1. Installation de MVT

Vous devez d'abord installer les dépendances, sous Linux apt-get install python3 python3-pip libusb-1.0-0, ou sous MacOS brew install python3 libusb

Ensuite, vous pouvez installer mvt depuis pypi avec pip install mvt, ou directement depuis les sources :

git clone https://github.com/mvt-project/mvt.git
cd mvt
pip3 install .

Vous devriez maintenant avoir les utilitaires mvt-ios et mvt-android installés.

2. Utilisation de MVT sous Android

Pour différentes raisons techniques, il est plus complexe de faire une analyse forensic d'un téléphone Android. Actuellement MVT permet d'effectuer deux vérifications différentes sur un téléphone Android : Télécharger les APK installés afin de les analyser ou Extraire la sauvegarde Android afin de rechercher les SMS suspects. Nous présenterons dans cet article la deuxième méthode.
Pour ce faire, vous devez connecter votre appareil Android à votre ordinateur. 

Vous devrez ensuite activer le débogage USB sur l'appareil Android. Si c'est la première fois que vous vous connectez à cet appareil, vous devrez approuver les clés d'authentification via une invite qui apparaîtra sur votre appareil Android. 

Ensuite, vous pouvez utiliser adb pour extraire la sauvegarde pour SMS uniquement avec la commande suivante : 

adb backup com.android.providers.telephony

Vous devrez approuver la sauvegarde sur le téléphone et éventuellement entrer un mot de passe pour chiffrer la sauvegarde. La sauvegarde sera alors stockée dans un fichier nommé backup.ab. 

Vous devrez utiliser Android Backup Extractor pour le convertir en un format de fichier lisible. Assurez-vous que Java est installé sur votre système et utilisez les commandes suivantes : 

java -jar ~/Downloads/abe.jar unpack backup.ab backup.tar
tar xvf backup.tar

Si la sauvegarde est chiffrée, le mot de passe sera demandé par Android Backup Extractor. Vous pouvez ensuite extraire les SMS contenant des liens avec MVT :

mvt-android check-backup --output sms .

Grâce à l'option --iocs, vous pouvez spécifier un fichier STIX2 définissant une liste d'indicateurs malveillants à vérifier par rapport aux enregistrements extraits de la sauvegarde par mvt. Toutes les correspondances seront mises en évidence dans la sortie du terminal.

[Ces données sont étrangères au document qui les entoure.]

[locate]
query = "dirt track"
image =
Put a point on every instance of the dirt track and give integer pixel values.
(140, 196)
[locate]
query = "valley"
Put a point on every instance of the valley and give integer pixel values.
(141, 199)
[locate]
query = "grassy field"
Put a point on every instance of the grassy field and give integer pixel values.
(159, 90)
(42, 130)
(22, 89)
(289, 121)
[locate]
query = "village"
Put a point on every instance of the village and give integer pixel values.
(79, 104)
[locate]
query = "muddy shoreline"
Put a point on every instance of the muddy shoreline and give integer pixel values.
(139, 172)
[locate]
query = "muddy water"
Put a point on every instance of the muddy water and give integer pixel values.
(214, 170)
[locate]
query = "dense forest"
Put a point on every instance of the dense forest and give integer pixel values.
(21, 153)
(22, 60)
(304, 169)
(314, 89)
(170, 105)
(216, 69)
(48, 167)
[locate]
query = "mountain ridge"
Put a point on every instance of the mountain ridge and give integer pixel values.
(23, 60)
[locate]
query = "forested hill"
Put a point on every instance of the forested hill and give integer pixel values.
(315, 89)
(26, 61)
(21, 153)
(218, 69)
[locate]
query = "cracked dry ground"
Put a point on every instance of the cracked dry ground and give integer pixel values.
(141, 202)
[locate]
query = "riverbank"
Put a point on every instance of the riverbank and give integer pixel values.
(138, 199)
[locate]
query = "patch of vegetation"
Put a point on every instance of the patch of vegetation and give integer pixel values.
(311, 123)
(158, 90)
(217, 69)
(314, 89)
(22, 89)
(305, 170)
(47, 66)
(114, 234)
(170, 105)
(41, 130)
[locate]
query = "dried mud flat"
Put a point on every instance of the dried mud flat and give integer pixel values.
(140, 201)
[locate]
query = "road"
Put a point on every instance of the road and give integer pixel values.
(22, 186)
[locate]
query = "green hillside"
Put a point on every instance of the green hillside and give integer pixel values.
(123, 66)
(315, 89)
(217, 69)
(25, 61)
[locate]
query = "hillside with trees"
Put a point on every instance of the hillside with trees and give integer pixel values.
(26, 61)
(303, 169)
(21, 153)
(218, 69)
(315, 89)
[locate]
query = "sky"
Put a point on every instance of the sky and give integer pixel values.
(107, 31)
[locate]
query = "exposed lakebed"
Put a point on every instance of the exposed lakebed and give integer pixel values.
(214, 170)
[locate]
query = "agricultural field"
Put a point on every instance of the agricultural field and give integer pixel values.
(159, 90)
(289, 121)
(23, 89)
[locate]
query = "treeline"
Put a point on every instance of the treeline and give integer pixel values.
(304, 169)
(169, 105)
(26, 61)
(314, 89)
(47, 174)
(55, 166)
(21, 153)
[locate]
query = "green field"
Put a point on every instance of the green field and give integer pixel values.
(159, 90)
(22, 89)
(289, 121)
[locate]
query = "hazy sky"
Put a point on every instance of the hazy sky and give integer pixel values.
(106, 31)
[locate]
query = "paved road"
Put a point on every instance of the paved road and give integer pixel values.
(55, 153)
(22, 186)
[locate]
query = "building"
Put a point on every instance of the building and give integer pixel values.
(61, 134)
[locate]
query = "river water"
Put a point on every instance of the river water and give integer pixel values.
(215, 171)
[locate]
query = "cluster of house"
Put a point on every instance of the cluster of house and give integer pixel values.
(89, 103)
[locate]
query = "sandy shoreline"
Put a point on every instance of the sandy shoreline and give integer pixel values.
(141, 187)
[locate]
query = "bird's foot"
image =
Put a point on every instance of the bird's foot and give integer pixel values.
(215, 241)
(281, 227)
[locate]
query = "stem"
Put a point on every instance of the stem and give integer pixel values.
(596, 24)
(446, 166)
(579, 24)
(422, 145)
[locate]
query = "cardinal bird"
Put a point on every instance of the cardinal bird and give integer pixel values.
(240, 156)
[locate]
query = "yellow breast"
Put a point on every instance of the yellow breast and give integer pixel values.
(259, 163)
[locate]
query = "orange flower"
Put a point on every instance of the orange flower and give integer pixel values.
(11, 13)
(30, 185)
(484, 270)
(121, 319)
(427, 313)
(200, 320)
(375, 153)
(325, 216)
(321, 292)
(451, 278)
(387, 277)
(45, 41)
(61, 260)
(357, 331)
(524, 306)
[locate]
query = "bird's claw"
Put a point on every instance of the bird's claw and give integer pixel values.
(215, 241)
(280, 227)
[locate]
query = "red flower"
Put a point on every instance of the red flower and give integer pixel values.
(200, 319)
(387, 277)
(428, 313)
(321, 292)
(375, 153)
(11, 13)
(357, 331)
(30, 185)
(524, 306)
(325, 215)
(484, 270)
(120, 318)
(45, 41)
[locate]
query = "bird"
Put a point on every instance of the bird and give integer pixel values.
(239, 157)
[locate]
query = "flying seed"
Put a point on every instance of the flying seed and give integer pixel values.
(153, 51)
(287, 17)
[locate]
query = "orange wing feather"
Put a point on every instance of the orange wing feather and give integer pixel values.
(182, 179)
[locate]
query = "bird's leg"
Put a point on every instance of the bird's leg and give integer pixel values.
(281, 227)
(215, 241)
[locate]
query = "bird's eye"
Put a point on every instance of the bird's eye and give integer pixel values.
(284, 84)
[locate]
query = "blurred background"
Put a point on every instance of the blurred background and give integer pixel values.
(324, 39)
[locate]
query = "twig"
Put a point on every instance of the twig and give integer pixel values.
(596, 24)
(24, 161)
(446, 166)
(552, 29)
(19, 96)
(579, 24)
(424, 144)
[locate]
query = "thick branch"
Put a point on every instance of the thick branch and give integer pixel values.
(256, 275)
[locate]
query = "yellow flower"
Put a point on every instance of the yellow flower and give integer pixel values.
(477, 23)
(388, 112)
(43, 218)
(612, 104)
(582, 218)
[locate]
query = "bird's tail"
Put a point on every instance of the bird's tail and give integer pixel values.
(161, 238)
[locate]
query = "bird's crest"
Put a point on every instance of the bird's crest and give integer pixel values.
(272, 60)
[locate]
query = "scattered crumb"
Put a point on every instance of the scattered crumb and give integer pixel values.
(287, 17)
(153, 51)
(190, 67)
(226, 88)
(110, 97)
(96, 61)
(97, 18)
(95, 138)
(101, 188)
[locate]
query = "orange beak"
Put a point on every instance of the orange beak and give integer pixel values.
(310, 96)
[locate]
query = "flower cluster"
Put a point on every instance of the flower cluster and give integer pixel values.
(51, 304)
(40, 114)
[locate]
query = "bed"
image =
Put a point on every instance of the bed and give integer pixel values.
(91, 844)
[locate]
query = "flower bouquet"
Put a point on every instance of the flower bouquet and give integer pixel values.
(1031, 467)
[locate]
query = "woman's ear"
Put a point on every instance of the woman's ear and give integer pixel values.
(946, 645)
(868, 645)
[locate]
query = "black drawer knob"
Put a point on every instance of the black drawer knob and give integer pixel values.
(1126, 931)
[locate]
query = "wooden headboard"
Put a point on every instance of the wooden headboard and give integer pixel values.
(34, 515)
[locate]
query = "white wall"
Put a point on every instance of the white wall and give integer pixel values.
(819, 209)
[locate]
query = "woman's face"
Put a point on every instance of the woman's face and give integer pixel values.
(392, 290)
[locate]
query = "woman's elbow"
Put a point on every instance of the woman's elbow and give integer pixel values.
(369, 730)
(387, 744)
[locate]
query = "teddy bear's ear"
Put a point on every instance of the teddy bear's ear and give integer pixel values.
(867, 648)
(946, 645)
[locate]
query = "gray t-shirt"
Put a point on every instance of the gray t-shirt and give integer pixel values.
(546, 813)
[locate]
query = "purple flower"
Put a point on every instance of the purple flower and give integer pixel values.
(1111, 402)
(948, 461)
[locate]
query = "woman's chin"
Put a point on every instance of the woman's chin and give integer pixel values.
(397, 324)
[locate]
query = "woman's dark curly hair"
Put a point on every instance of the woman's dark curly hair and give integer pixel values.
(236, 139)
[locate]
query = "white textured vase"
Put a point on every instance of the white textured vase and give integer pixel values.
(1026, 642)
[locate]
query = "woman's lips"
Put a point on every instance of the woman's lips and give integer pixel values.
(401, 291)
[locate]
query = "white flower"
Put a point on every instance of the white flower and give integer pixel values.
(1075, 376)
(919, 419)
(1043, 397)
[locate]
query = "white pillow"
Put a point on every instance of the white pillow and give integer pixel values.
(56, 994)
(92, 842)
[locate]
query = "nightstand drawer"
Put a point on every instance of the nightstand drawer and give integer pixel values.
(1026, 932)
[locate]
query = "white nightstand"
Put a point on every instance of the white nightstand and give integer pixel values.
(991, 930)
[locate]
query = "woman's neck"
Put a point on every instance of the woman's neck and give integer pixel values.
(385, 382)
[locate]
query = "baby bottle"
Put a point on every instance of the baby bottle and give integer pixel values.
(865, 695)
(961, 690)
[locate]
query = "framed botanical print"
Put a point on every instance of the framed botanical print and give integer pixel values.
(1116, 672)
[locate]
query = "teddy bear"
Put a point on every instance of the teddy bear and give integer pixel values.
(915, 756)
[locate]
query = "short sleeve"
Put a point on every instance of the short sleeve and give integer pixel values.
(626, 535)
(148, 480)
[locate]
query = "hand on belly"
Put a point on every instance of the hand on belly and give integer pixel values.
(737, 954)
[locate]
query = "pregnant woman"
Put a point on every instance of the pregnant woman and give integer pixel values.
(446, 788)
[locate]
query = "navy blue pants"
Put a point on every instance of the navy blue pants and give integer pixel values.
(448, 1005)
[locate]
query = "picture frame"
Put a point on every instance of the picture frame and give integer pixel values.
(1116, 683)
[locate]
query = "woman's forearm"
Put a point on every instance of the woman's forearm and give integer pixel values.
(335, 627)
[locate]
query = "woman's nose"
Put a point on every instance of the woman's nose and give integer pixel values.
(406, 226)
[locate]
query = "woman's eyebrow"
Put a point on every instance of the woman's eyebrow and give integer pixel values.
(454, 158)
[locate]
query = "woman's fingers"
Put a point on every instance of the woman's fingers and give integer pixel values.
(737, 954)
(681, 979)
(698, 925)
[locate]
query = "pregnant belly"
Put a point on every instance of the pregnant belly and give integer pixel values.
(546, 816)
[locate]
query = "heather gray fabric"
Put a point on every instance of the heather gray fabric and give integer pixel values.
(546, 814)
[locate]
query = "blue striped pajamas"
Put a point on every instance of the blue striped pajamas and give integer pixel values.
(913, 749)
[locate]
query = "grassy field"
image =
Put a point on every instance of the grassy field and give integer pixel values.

3. Utilisation de MVT sous iOS

La meilleure option consiste à générer une sauvegarde iTunes (dans la version la plus récente de macOS, elles ne sont plus lancées depuis iTunes, mais directement depuis le Finder). Il est possible de faire une sauvegarde iPhone en utilisant iTunes sur des ordinateurs Windows ou Mac (dans les versions les plus récentes de MacOS, cette fonctionnalité est incluse dans le Finder). Une fois la sauvegarde terminée, vous pouvez la retrouver dans ~/Library/Application Support/MobileSync/

Si vous disposez d'une sauvegarde chiffrée, vous devrez d'abord la déchiffrer. Cela peut également être fait avec mvt-ios. Vous pouvez spécifier un mot de passe via la ligne de commande ou transmettre un fichier de clé, et vous devez spécifier un chemin de destination où la sauvegarde déchiffrée sera stockée, comme suit :

mvt-ios decrypt-backup -p password -d /path/to/decrypted /path/to/backup

Une fois que vous disposez d'une sauvegarde déchiffrée pour analyse, vous pouvez utiliser la sous-commande check-backup :

mvt-ios check-backup --output /path/to/output/ /path/to/backup/udid/

Cette commande créera quelques fichiers JSON contenant les résultats de l'extraction. Si vous ne spécifiez pas d'option --output, mvt-ios traitera simplement les données sans stocker les résultats sur le disque.

Grâce à l'argument --iocs, vous pouvez spécifier un fichier STIX2 définissant une liste d'indicateurs malveillants à vérifier par rapport aux enregistrements extraits de la sauvegarde par mvt. Toutes les correspondances seront mises en évidence dans la sortie du terminal et enregistrées dans le dossier de sortie à l'aide d'un suffixe "_detected" au nom du fichier JSON.